Stable Dividends Since the Company Began Paying Dividends?

Stable dividends over the past 20 years must be observed to ensure that the dividend per share did not drop by more than 20%. It is important for income-seeking investors who rely on consistent dividend payouts for their income.

Historical Dividends per Share of Fresenius SE (FRE.DE)

The analysis of Fresenius SE (FRE.DE) dividend per share data over the last 20 years indicates significant volatility in certain years. Notably, dividends per share dropped by more than 50% in 2007, 2015, and 2020. For instance, in 2007 the dividend fell from 1.48 to 0.57, a 61.5% decline. Similarly, in 2015 and 2020, dividends dropped by 64.8% and 52.4% respectively. Although recent dividends have rebounded and stabilized, such substantial declines highlight instability making it unfavorable for income-seeking investors.

Dividends Paid for Over 25 Years?

The consistency of dividends over a long period indicates financial stability and reliability in returning value to shareholders.

Historical Dividends per Share of Fresenius SE (FRE.DE)

Over the past 24 years, Fresenius SE has paid out dividends every year, demonstrating a consensus in their commitment to returning capital to shareholders.
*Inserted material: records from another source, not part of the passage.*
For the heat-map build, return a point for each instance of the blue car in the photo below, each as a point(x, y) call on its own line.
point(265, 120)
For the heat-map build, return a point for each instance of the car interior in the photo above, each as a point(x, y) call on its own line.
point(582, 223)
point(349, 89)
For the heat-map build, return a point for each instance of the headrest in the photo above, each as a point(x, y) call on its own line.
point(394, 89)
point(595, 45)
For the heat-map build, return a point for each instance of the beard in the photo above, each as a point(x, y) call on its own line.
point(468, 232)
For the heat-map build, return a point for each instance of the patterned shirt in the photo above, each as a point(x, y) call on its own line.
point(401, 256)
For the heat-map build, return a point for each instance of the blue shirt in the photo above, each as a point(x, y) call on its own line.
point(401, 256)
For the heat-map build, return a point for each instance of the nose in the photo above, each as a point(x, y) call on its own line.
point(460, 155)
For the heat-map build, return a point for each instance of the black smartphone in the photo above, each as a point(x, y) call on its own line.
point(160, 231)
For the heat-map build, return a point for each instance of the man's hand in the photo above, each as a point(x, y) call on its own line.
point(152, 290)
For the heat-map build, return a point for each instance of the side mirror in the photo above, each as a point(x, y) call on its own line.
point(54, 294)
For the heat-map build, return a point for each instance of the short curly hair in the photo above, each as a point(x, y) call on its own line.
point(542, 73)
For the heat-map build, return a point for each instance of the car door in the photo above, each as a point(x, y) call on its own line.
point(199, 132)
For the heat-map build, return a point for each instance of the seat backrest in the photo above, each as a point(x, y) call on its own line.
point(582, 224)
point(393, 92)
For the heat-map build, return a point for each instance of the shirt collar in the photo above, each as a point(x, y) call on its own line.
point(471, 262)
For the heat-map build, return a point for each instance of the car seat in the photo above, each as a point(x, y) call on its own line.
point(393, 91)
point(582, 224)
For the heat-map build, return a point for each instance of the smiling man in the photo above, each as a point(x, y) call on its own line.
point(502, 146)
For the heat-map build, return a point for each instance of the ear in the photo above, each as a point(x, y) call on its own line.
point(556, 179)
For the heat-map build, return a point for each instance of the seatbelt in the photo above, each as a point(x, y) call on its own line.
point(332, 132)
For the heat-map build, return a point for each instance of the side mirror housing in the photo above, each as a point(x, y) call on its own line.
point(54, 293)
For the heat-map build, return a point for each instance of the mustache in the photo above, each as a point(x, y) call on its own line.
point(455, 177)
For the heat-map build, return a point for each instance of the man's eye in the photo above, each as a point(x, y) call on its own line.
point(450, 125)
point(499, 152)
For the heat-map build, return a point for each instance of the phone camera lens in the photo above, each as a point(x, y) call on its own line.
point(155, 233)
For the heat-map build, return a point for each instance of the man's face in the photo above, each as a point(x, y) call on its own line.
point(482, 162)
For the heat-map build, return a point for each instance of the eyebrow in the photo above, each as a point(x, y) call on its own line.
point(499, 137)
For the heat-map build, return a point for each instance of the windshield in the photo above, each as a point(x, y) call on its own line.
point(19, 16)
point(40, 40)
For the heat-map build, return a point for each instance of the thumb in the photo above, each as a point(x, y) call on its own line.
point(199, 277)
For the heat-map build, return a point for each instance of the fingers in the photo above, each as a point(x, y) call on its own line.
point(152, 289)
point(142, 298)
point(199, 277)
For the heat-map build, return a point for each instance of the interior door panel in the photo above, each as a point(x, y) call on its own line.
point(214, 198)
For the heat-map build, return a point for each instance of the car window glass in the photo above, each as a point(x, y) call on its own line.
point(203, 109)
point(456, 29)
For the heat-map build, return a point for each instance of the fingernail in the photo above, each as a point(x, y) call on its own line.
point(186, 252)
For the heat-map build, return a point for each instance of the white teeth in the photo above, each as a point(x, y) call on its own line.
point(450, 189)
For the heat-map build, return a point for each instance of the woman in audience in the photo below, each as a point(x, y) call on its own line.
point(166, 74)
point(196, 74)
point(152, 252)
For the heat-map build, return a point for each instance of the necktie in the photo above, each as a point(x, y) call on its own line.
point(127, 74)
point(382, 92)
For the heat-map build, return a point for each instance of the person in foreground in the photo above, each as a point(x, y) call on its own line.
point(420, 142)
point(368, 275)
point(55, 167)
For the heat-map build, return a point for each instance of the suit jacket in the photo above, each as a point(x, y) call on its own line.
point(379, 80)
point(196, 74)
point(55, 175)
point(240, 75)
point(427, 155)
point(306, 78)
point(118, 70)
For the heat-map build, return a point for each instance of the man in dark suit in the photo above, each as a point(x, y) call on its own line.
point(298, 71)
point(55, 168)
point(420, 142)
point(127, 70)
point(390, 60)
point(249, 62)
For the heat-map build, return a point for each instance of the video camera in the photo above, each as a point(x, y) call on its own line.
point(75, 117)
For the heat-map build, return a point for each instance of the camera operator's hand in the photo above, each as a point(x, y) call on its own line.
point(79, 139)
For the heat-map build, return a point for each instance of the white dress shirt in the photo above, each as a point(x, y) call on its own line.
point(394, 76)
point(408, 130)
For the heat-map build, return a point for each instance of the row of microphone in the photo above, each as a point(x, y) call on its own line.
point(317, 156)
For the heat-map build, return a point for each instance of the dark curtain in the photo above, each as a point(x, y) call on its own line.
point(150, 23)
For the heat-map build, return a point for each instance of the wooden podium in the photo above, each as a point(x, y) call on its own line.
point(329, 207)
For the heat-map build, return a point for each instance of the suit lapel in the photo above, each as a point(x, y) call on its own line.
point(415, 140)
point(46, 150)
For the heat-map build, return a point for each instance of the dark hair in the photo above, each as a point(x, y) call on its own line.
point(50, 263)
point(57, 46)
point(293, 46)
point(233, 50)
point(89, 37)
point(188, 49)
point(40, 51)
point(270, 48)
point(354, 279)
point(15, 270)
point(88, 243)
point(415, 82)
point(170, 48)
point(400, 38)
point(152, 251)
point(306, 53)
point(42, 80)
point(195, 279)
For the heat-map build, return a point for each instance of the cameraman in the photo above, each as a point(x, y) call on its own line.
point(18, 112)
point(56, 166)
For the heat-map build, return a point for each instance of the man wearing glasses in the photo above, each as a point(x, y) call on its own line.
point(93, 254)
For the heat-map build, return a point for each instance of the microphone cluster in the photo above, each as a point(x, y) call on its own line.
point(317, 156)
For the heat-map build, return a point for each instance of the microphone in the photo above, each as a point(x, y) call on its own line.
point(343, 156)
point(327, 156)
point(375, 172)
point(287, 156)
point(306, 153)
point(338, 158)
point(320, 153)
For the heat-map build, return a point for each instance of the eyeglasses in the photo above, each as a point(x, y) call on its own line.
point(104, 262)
This consistent track record suggests a degree of financial maturity and resilience, essential characteristics for potential investors seeking stability. However, there are substantial fluctuations in the dividend per share, notable reductions during years like 2007 and 2015, which could raise concerns about the company's ability to generate stable earnings. The increase over time, albeit unsteady, has generally been positive, indicating an overall upward trend. Given that the test requires over 25 years of dividend payments, Fresenius is just shy of this milestone with 24 years. Nevertheless, the consistency shown up to this point is commendable and bodes well for the future.

Reliable Stock Repurchases Over the Past 20 Years?

Reliable stock repurchases mean a company is consistently buying back its own shares over the years, signaling strong confidence in its future prospects and often improving shareholder value.

Historical Number of Shares of Fresenius SE (FRE.DE)

The data for Fresenius SE (FRE.DE) shows that from 2003 to 2023, the number of shares has generally increased, with only two years (2018 and 2021) showing share repurchases. In 2018, the number of shares slightly decreased from 557,506,980 to 557,304,502, and in 2021, it marginally decreased from 558,474,682 to 558,061,878. These decreases are minor and do not indicate a significant trend of stock repurchases. Over the 20-year period, the average repurchase rate is 14.4367, which is relatively low, implying that Fresenius SE has not consistently prioritized share buybacks. This could be seen as unfavorable for investors looking for consistent share repurchases as a means of returning value.


Obligatory risk notice

We would like to point out that the contents of this website are for general information purposes only and do not constitute recommendations for the purchase or sale of specific financial instruments, and therefore do not constitute investment advice. In particular, marketstorylabs.com and its creators cannot assess the extent to which information / recommendations made on the pages correspond to your investment objectives, your risk tolerance and your ability to bear losses. Therefore, if you make any investment decisions based on information on the site, you do so solely on your own responsibility and at your own risk. This in turn means that neither marketstorylabs.com nor its creators are liable for any losses incurred as a result of investment decisions based on the information on the marketstorylabs.com website or other media used.